Lalu saya ingin pula menyebutkan, saya mengenal seseorang perempuan berusia paruh baya yang sedikit mengalami depresi oleh persoalan yang melingkupinya. Sedikit gambaran, wanita itu sudah beranak cucu. Hubungan sesama anggota keluarga landai-landai saja, artinya tidak ada masalah. Anak-anaknya sudah bekerja. Hanya saja ada yang sudah berkeluarga dan ada pula yang belum berkeluarga. Anak-anak yang sudah berkeluarga hidup secara mandiri. Sayangnya, dari dua anak yang sudah berkeluarga, ada yang belum mendapatkan keturunan. Dalam banyak kesempatan, hal itu menjadi bahan pemikiran si orangtua. Komunikasi sebenarnya tetap jalan. Tetapi begitulah, gangguan kejiwaan kemudian melandanya. Ohya, tambahan informasi, sejak hampir sepuluh tahun yang lalu suaminya terserang stroke. Sampai kini sang suami dalam proses pemulihan.

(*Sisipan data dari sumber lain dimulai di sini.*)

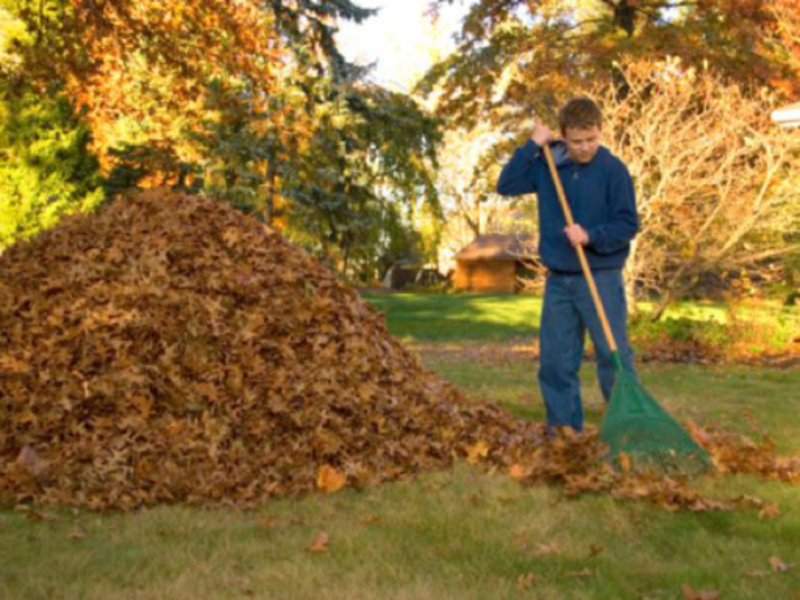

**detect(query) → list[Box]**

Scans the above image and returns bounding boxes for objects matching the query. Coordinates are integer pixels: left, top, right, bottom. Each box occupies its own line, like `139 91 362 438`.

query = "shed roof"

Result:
455 233 536 261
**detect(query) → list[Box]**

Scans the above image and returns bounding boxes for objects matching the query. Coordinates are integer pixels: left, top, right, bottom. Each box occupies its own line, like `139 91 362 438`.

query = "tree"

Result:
420 0 800 131
596 59 800 317
0 89 103 251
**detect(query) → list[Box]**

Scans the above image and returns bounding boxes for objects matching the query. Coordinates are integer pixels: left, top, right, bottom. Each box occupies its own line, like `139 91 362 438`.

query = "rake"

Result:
544 144 712 473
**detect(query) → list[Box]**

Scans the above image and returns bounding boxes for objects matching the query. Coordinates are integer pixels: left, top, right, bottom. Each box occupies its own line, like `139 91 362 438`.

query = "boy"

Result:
497 98 638 434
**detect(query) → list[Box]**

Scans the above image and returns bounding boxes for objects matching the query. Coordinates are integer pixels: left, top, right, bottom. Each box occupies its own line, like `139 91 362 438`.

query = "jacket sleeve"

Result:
497 140 541 196
586 163 639 254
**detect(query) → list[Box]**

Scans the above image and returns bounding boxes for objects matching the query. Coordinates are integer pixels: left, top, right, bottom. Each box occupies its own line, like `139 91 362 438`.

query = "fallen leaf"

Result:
769 556 792 573
567 569 594 577
467 440 489 465
517 573 542 592
758 504 781 519
508 463 526 481
258 515 280 529
589 544 603 556
317 465 347 494
681 583 719 600
529 544 561 556
308 531 329 553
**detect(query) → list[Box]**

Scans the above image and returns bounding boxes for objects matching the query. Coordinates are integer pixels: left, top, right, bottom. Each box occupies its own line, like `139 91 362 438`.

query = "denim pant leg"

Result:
539 275 585 431
577 269 634 402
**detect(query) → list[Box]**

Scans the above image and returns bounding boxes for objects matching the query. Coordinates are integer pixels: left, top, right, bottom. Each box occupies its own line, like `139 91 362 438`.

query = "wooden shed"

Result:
453 234 533 294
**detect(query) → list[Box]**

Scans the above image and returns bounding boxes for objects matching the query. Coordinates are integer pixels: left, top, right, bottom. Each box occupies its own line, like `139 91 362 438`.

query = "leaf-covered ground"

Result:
0 191 800 510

Belajar dari dua kasus tersebut, barangkali kita berpikir sebenarnya apalagi yang kurang? Sang Selebriti telah berkecukupan dari segi ekonomi dan menjadi artis terkenal di tanah air. Lalu tentang wanita paruh baya tadi, anak-anak sudah mapan dan statusnya yang sudah cukup sepuh mestinya bisa menjadi penangkal tidak terjadinya depresi. Jika didiskusikan, ada pendapat pro dan kontra. Di satu sisi ada banyak alasan untuk hal itu tidak terjadi, tetapi di sisi yang lain ada pula alasan yang tak terbantahkan untuk terjadinya gangguan kejiwaan.


Namun, itulah faktanya. Gangguan kejiwaan, eh maaf, sikap yang lepas kendali ternyata bisa melanda. Itu baru dua contoh. Banyak sekali fakta di seputar kita. Atau baca aja di media massa, ada saja orang yang stress, depresi, atau apalah. Kasus banyaknya orang yang bunuh diri merupakan contoh yang masih ada relevansinya dengan pembicaraan kita.


Maka, sebuah perenungan perlu dilakukan. Waspadalah, waspadalah. Ternyata jatidiri adalah sesuatu yang sangat dipentingkan. Saya kira, hal seperti ini bukan barang baru. Kita tau bahwa kita perlu menjaga jatidiri sehingga kita mempunyai pribadi yang kuat dan dapat menempatkan berbagai permasalahan sesuai dengan proporsinya. Artinya kita tau permasalahan senantiasa ada dan kesadaran kita adalah selalu ada solusi untuk semua permasalahan. Dalam kerangka itu, perlu pembangunan dan pemupukan jatidiri secara teratur dan berkelanjutan. Muaranya, agar kita merasa nyaman dalam menjalani kehidupan.